過去にもソロ作品で「オートバイ」や「カレーライスにゃかなわない」などが発表されてますね。
曲調としてはスタンダードな8ビートのロックナンバー。
分かりやすいリフという特徴はあり、シングルカットまでされているものの、そんなに良い曲とは正直言えないところ。

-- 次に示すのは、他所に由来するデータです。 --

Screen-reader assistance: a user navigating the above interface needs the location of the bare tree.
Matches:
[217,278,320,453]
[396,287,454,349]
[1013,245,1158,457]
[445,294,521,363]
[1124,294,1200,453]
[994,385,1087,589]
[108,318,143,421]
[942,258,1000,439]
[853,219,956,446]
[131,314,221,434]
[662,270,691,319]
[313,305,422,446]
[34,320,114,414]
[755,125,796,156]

これが良さでもあるのですが、平易な言葉が目立ちすぎている感じがしますよねえ。
伝書鳩
作詞・作曲/甲本ヒロト
深い意味がありそうな歌詞なのですが、はっきりせずといった感じの歌。
曲調的にはマイナーな感じで、独特な雰囲気を出しています。
ハーモニカとギターの掛け合いのソロの感じもカッコイイですね。
これまでクロマニヨンズには無かったタイプの曲調として、目立つ曲だと感じます。
あったかい
作詞・作曲/真島昌利
一番好きな季節は夏で、冬が得意ではないマーシーらしい一曲。
単純に「あったかくて嬉しい」と言ってるだけの曲ですが(笑)
あったかい あったかい あったかい~な
といった感じで、まさに教育番組のような様相。
『FIRE AGE』以降、マーシーらしさの見える曲が少ないと常々感じます。
底なしブルー
作詞・作曲/甲本ヒロト
ヒロトのハーモニカが映える、アルバム随一の名曲の一つ。
ここまでギターソロらしいソロが無かったので、そこも聴きどころ。
ブルースのシンガー&ハーピストとして有名な『サニー・ボーイ・ウィリアムソン』について歌っており、ブルース大好きヒロトらしいです。
手のひらに 底なしブルー 唇に 底なしブルー
という歌詞がありますが、まさにサニーボーイの太いハーモニカサウンドを体現するかのような表現であり、珠玉の言葉と言えますね。
キャデラック
作詞・作曲/甲本ヒロト
世界を代表する高級車ブランドのキャデラック。
ヒロトマーシーの世代は特に車への憧れが強い世代で、「アメ車=カッコイイ」という共通認識がありますよね。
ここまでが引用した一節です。